Prince Harry attending the Trooping the Colour.
Prince Harry attending the Trooping the Colour. Photograph: HO/Getty Images

Do William and Harry genuinely consider themselves to be modern-day princes in the tower? By which I don’t mean detained, to be slaughtered at a later date by a wicked throne-craving uncle (though, personally, I’d keep an eye on that Andrew after he’s had a few).

Rather that they’re stuck in a royal-themed Guantanamo, with stately piles instead of orange jumpsuits, but still no hope of escape? Is this what Harry was alluding to when he gave his Newsweek interview, saying that no royal (including William?) wanted the crown, but that “duties would be carried out” when the time came? To which one possible response could be: “Now don’t go putting yourself out, love,” while others must remain unprintable.

As it happens, I have some sympathy for multi-kazillionare feudal landowners William and Harry. They didn’t ask to be princes, they didn’t go on a television talent show and belt out some Mariah Carey number to win Being Royal. It was their (tainted) birthright. The relentless intrusion must be foul, and Harry makes a fair point about how he (and by extension, William) shouldn’t have been put through walking behind his mother’s coffin in front of the gawping millions – which, in retrospect, does come across like a grotesque, nationally-sanctioned form of child abuse.

However, the gist of Harry’s interview, implying that he and his brother are trapped in their roles, doesn’t stand up to serious scrutiny. You don’t have to go that far back in history to come across a king who decided that the crown wasn’t worth the faff, and legged it.

Perhaps, in a quiet moment, the princes could ask nana Liz just how her father, George VI, came to be king after his brother, Edward VIII, fell for an American divorcee and abdicated. (The Queen could leave Uncle Eddie’s admiration for the Nazis, and the mysterious stiff salute he taught her as a child, for another time).

The point being that no one is forced to remain tied to the monarchy. Harry could dial back his royal duties, including all those tiresome-looking pool parties and extended holidays, and get himself into full employment.

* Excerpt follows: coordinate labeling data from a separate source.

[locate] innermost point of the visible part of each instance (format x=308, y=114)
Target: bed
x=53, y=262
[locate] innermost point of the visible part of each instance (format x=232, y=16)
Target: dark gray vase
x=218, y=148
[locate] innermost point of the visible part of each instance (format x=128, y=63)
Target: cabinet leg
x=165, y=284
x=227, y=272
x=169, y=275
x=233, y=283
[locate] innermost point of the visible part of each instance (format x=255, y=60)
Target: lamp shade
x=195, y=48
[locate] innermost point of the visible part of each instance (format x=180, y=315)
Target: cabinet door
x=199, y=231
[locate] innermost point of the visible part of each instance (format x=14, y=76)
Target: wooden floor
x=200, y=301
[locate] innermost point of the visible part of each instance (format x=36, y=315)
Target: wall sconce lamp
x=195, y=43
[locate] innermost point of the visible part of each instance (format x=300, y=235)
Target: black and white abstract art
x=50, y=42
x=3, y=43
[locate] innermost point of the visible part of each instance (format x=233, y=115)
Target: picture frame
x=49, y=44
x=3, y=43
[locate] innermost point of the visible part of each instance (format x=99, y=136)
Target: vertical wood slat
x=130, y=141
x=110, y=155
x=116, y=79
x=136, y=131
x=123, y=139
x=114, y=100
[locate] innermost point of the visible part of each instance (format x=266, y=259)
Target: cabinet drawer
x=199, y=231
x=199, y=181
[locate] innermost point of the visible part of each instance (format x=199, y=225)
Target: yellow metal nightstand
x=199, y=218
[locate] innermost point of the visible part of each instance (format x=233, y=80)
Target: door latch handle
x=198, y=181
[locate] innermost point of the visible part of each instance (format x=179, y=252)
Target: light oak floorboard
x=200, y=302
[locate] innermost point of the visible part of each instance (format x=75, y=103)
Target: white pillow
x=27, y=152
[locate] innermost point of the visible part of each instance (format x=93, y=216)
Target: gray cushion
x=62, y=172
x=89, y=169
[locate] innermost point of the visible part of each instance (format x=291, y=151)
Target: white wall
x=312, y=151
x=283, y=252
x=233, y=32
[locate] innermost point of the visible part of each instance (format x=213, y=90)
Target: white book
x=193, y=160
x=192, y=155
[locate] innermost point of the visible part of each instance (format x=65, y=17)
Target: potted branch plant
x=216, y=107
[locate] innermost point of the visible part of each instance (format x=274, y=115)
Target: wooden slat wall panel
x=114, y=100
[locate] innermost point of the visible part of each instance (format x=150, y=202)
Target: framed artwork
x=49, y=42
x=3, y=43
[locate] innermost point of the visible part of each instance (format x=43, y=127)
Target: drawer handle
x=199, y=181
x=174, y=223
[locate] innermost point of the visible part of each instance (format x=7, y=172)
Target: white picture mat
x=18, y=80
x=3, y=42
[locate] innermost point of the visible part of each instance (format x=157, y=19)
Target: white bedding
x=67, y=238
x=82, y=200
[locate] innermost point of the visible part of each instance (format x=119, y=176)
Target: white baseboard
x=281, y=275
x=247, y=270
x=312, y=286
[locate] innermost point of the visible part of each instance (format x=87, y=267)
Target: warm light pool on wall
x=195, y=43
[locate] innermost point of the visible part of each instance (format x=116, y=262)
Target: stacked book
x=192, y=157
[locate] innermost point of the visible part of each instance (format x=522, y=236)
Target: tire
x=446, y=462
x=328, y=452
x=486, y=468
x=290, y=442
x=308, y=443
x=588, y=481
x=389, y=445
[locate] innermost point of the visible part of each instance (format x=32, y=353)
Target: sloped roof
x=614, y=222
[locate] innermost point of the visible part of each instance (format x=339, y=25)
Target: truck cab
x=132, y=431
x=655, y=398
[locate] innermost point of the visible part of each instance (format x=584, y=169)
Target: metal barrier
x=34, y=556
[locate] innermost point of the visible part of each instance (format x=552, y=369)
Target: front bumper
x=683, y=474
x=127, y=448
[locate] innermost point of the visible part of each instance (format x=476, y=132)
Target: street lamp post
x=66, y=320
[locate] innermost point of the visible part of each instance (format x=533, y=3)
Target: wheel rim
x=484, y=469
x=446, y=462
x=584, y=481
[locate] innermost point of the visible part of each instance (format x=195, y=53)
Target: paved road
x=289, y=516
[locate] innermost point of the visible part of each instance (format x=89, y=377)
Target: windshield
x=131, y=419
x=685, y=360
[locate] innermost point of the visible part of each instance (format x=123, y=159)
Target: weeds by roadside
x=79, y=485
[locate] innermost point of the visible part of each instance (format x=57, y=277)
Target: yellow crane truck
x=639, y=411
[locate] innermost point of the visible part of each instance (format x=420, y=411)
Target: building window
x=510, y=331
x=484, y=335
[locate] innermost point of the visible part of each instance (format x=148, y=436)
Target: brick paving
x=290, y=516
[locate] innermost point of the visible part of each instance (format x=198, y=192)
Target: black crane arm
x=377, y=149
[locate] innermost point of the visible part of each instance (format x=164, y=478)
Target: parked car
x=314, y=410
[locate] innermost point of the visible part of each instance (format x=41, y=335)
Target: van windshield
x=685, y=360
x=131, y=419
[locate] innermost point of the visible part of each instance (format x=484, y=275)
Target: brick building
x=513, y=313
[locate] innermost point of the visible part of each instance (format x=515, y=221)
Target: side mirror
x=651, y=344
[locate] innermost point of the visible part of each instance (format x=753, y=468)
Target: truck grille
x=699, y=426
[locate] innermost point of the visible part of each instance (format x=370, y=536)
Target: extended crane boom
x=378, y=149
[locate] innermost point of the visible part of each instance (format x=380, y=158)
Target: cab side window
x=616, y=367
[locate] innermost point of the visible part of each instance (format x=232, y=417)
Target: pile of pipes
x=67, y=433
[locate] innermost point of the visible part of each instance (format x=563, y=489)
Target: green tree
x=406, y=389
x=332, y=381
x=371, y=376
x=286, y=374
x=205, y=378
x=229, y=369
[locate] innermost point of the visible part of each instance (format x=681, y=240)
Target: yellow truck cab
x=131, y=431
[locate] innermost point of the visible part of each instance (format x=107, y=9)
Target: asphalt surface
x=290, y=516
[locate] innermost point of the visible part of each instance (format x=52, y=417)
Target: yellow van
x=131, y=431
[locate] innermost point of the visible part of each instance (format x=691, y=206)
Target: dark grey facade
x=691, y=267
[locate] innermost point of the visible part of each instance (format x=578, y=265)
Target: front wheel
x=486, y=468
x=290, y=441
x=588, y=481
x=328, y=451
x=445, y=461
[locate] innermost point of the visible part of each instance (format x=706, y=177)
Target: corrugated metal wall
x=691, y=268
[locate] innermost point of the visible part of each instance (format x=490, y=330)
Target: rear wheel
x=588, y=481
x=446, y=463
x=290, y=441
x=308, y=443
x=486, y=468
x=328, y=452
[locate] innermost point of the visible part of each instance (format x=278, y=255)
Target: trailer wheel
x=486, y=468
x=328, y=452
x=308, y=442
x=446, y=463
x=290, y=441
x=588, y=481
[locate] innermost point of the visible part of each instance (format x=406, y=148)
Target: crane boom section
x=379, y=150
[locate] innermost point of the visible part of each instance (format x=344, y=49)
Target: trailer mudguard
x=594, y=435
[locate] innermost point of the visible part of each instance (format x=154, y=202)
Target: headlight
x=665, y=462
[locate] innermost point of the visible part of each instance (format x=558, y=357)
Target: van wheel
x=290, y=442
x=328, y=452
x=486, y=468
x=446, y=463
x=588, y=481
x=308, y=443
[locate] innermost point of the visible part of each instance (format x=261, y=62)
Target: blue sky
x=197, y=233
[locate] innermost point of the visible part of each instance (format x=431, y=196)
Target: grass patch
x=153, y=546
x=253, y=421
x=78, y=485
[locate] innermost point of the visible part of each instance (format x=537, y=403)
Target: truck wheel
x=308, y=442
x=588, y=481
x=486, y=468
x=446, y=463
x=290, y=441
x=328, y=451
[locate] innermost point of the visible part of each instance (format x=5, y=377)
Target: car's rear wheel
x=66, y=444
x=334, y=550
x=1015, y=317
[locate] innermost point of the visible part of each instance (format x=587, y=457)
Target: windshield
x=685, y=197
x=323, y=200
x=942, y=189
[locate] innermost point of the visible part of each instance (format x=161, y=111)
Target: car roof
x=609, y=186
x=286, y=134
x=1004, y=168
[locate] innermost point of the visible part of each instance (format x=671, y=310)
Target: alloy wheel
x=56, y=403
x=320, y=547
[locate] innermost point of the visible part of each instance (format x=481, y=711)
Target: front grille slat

William could refuse the throne, saying that he wishes to pursue his dream of helping with the Middletons’ online party supply shop (“I have an idea for a Nicholas Witchell piñata!”).

The ensuing constitutional problems would be dramatic but, frankly, after Brexit, no biggie. There’d be plenty of time to deal with the succession during Charles’s reign, even if it did come down to Camilla standing in the grounds of Buckingham Palace, yelling through a megaphone: “Come on, who wants the gig next? It’s a drag visiting factories, and the smell of new paint makes you gag, but it pays well.”

All this facetiousness leads to the point that, away from the red-carpeted navel-gazing of the princes (Less “Who am I?” than “Who is one?”), there are many ways for far less affluent, connected, celebrated people than William and Harry to feel truly trapped in this world. There are people trapped in poverty, with ill health, in abusive situations... the list sprawls on. People who, even in this developed nation, genuinely feel that they have no options, no way out at all. And while it’s incredibly sad that people feel this way, the real tragedy is that, in this era of welfare cuts aimed at even the disabled, they’re probably right.

It’s a feeling of hopelessness that even extends to the young, some of whom may genuinely feel that their only chance is to go on a television talent show and belt out some Mariah Carey. That’s why, even though few of us would wish to swap lives with the princes, they’ll never be as trapped as some.

If, as they seem to suggest, they’re existing in a gilded cage, then at least the door is always open.